Asas pengenaan pajak Indonesia
Sebagaimana dikutip dari laman pajak.go.id, Pemerintah Indonesia pada dasarnya menganut asas pengenaan pajak atas seluruh penghasilan, termasuk penghasilan dari luar negeri. Untuk wajib pajak dalam negeri, pengenaan pajak didasarkan atas asas domisili.
Dari mana pun sumber penghasilannya berasal, termasuk dari luar negeri, wajib pajak Indonesia akan dikenai pajak. Adapun bagi warga negara asing yang tinggal dan memperoleh penghasilan di Indonesia, pengenaan pajak dilakukan dengan didahului pengecekan batas waktu keberadaannya di Indonesia.

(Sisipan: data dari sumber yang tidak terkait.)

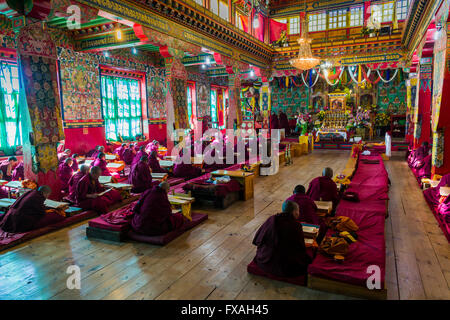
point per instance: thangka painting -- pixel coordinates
(80, 85)
(392, 98)
(157, 90)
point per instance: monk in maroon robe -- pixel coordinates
(153, 213)
(65, 172)
(281, 244)
(18, 173)
(307, 206)
(87, 193)
(28, 212)
(102, 164)
(154, 163)
(284, 122)
(7, 167)
(140, 176)
(139, 155)
(324, 188)
(73, 182)
(432, 195)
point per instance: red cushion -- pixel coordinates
(254, 269)
(197, 218)
(102, 224)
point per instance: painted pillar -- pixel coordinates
(40, 103)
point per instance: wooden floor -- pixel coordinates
(209, 262)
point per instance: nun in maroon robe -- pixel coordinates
(140, 176)
(7, 167)
(18, 173)
(28, 212)
(73, 182)
(139, 155)
(152, 215)
(65, 172)
(324, 188)
(307, 206)
(281, 244)
(432, 195)
(284, 122)
(102, 164)
(86, 193)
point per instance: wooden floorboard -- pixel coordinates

Warga negara asing akan dikategorikan sebagai wajib pajak dalam negeri bila tinggal di Indonesia selama lebih dari 183 hari dalam 12 bulan. Sebaliknya mereka akan menjadi wajib pajak luar negeri bila tinggal di Indonesia hanya selama maksimal 183 hari dalam 12 bulan. Bagi warga negara asing yang masuk kategori wajib pajak luar negeri, pajak dikenakan terhadap penghasilan yang diperoleh di Indonesia saja. Lalu, sebagaimana lazimnya praktik perpajakan di berbagai negara, diatur perjanjian perpajakan antar negara untuk menghindari pemajakan berganda.
Namun, seturut berlakunya Undang-Undang Nomor 11 Tahun 2020 tentang Cipta Kerja (UU Cipta Kerja) yang antara lain merevisi ketentuan Undang-Undang tentang Pajak Penghasilan (UU PPh), Indonesia bisa dibilang telah mengubah sistem pengenaan pajak dari sistem world wide income ke sistem pajak teritorial, terutama bagi wajib pajak Indonesia yang punya penghasilan dari luar negeri.
ebelum terbitnya beleid omnibus law tersebut, UU PPh menetapkan bahwa semua penghasilan wajib pajak Indonesia dari luar negeri merupakan objek pajak. Sejak berlakunya UU Cipta Kerja, dividen yang berasal dari luar negeri dan penghasilan setelah pajak dari suatu bentuk usaha tetap (BUT) di luar negeri dikecualikan dari objek PPh atau tidak dikenai pajak di Indonesia. Meskipun, ada syaratnya juga. Syaratnya, laba setelah pajak dari deviden penghasilan tersebut diinvestasikan di Indonesia setidaknya sebesar 30 persen. Harapannya, ada lebih banyak aliran modal masuk ke dalam negeri dari deviden yang diperoleh wajib pajak Indonesia dari luar negeri.